I barely knew how I got into this place, because all there was for me to do was imagine I was the lead singer of that band, ignoring how much I wasn’t badass and had let my voice go to hell. I was sinking into the floor as the drummer tap, tap, tap, tapped out all the things I had let fall to the wayside, all for chasing an education that wasn’t designed for me. I closed my eyes and thought about how I could dare to be a writer when I spent my entire first year of university reading books by not-Black women and being taught to write by not Black women. It was enough to force me to think that writing was for not-Black women, and I felt like Salvador Dali was melting my face into the heat of the DJ booth, while the floor wrapped around my ankles to pull me in. The only thing saving me was the Blackness of the place.

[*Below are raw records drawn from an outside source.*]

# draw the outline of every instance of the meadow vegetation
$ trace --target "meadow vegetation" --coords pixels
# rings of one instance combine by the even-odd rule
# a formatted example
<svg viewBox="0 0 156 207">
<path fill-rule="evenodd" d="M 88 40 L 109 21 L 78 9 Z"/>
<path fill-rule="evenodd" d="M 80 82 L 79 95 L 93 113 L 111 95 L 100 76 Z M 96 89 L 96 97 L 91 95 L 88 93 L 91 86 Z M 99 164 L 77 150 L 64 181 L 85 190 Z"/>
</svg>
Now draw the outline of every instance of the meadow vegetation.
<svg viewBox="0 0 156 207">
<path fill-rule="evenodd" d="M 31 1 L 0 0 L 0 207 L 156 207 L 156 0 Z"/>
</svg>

“How are you drowning in your sorrows when I haven’t even bought you a drink yet?” I opened my eyes to Josh’s smirk near my face.
“Shushhhhh,” I replied, as I mushed his face away from me. I hadn’t even noticed that the band had finished playing during my pity party; stagehands were carrying away their drum set and mixing board.
“Look, this is the best part. This is why I brought you.” He nudged me excitedly, focusing me on the tall, Obsidian woman gliding onto the stage. Her hair was platinum blonde, the striking contrast shaved close to her head. Her full lips ‘ahem’d into the microphone before she let out this immaculate stream of passion of a like that poetry had never experienced.
He toiled and sweated, working the damp ground.
Around him lay the treasures he needed,
All the wilted, dead flowers he weeded.
He lifted the dirt, pound by pound by pound.
The squelch of the mud not the only sound,
Though the moans of muscles went unheeded,
‘Til he saw his prize. He’d finally reached it
And his body recoiled at what he found.
They call him harvester of black bodies.
They call him a traitor of his own kind.
They call him an enemy of their kin.
They judge him, neglecting that their follies
Create the surplus that he had to mine.
Everyone fears the Resurrection Men.
“Damn, it’s like she’s just breathing a whole new world into existence,” I whispered.
“Yeah, doesn’t it just make you wanna be great? Damn, I wish I brought my camera.” I looked into his ardent eyes and nodded. I wanted to be her, so intent and amazing at what I loved. I couldn’t leave that place without wishing I was writing more, developing my art. At school, I was letting the artist in me die, but I stood in that dark building surrounded by Black poets, musicians, photographers, dancers, and I knew, the doors of that great hall were open, eagerly awaiting me.